Case ID: so2d_588/html/0697-03.html
Source: Caselaw Access Project
Author: {"author": "PER CURIAM. FERGUSON, J.", "license": "Public Domain", "url": "https://static.case.law/"}
Date Created: 2024-08-24T03:29:51.129683

Thomas DAVENPORT, Appellant, v. Susan DAVENPORT, Appellee.
    No. 91-943.
    District Court of Appeal of Florida, Third District.
    Nov. 19, 1991.
    Fred M. Dellapa, for appellant.
    Somberg & Marks, and Reed B. Som-berg, for appellee.
    Before FERGUSON, LEVY and GERSTEN, JJ.
   PER CURIAM.

Appellant, Thomas Davenport, appeals the dismissal of his petition for modification of child custody. We affirm.
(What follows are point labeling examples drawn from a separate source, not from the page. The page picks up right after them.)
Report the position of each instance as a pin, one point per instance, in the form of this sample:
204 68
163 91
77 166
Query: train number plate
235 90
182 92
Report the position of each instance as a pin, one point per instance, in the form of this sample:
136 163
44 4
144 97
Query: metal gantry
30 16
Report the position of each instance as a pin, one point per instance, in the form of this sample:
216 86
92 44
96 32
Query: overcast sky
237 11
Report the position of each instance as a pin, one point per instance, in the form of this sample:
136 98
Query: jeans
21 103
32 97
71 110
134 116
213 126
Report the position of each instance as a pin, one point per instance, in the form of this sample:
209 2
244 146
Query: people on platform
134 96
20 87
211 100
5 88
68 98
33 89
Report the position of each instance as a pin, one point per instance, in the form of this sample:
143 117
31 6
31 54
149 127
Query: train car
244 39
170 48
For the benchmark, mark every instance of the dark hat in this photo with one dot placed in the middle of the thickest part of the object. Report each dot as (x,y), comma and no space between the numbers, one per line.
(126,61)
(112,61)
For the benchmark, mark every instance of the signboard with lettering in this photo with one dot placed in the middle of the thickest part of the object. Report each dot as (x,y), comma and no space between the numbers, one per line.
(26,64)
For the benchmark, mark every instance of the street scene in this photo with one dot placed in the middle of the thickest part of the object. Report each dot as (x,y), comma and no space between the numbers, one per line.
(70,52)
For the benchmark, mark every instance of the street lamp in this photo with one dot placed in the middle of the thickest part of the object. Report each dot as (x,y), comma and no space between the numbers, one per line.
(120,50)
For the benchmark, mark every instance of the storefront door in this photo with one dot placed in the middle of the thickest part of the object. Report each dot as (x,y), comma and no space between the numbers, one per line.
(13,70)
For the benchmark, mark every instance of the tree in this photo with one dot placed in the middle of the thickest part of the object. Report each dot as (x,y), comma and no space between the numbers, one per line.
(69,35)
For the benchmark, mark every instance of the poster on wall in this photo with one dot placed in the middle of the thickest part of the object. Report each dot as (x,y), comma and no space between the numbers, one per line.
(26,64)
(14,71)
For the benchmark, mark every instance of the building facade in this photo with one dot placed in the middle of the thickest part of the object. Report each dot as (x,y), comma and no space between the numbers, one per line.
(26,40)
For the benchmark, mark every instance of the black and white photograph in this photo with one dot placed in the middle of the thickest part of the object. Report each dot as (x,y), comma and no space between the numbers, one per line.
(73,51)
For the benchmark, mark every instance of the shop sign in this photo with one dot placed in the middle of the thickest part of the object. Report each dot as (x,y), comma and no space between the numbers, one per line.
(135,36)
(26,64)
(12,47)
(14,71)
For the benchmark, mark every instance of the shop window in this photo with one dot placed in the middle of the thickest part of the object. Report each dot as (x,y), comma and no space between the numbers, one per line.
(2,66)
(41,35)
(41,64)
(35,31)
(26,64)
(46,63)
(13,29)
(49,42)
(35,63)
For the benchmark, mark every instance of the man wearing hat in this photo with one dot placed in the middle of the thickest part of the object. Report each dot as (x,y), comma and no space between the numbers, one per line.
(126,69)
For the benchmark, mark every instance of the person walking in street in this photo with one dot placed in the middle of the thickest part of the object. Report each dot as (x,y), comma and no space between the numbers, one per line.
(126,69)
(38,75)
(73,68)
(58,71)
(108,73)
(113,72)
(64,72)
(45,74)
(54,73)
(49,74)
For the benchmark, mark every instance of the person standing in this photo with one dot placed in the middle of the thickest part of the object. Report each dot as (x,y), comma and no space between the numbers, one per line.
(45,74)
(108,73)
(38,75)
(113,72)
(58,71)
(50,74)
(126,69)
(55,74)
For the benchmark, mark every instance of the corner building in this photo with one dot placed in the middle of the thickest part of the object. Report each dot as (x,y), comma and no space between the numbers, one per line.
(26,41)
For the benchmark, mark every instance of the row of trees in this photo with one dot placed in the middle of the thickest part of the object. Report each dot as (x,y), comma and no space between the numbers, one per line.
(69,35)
The trial court correctly ruled that “the State of Texas is the more appropriate forum to decide the issues of custody and visitation rights of the children.” See Yurgel v. Yurgel, 572 So.2d 1327 (Fla.1990); see also § 61.1316, Fla.Stat. (1987). The children have many more contacts with the State of Texas than they do with Florida. Accordingly, we affirm.

Affirmed.

LEVY and GERSTEN, JJ., concur.

FERGUSON, J.

(concurring)

It is factually significant that the mother and children moved to Texas, without objection from the father, soon after the parties’ 1983 dissolution of marriage. A Texas action filed by the mother, also related to custody and visitation issues, was stayed by the Texas court pending the Florida court’s resolution of the jurisdictional issue. On these facts we conclude that the trial court’s decision to defer to the Texas court did not violate the Uniform Child Custody Jurisdiction Act (UCCJA). See § 61.1316, Fla.Stat. (1989); Genoe v.. Genoe, 515 So.2d 237 (Fla. 4th DCA) (approving trial court order declining to exercise jurisdiction where New Jersey was home state of children and New Jersey had closer connections with children and mother, even though family originally resided in Florida and father remained there), rev. denied, 513 So.2d 1061 (Fla.1987).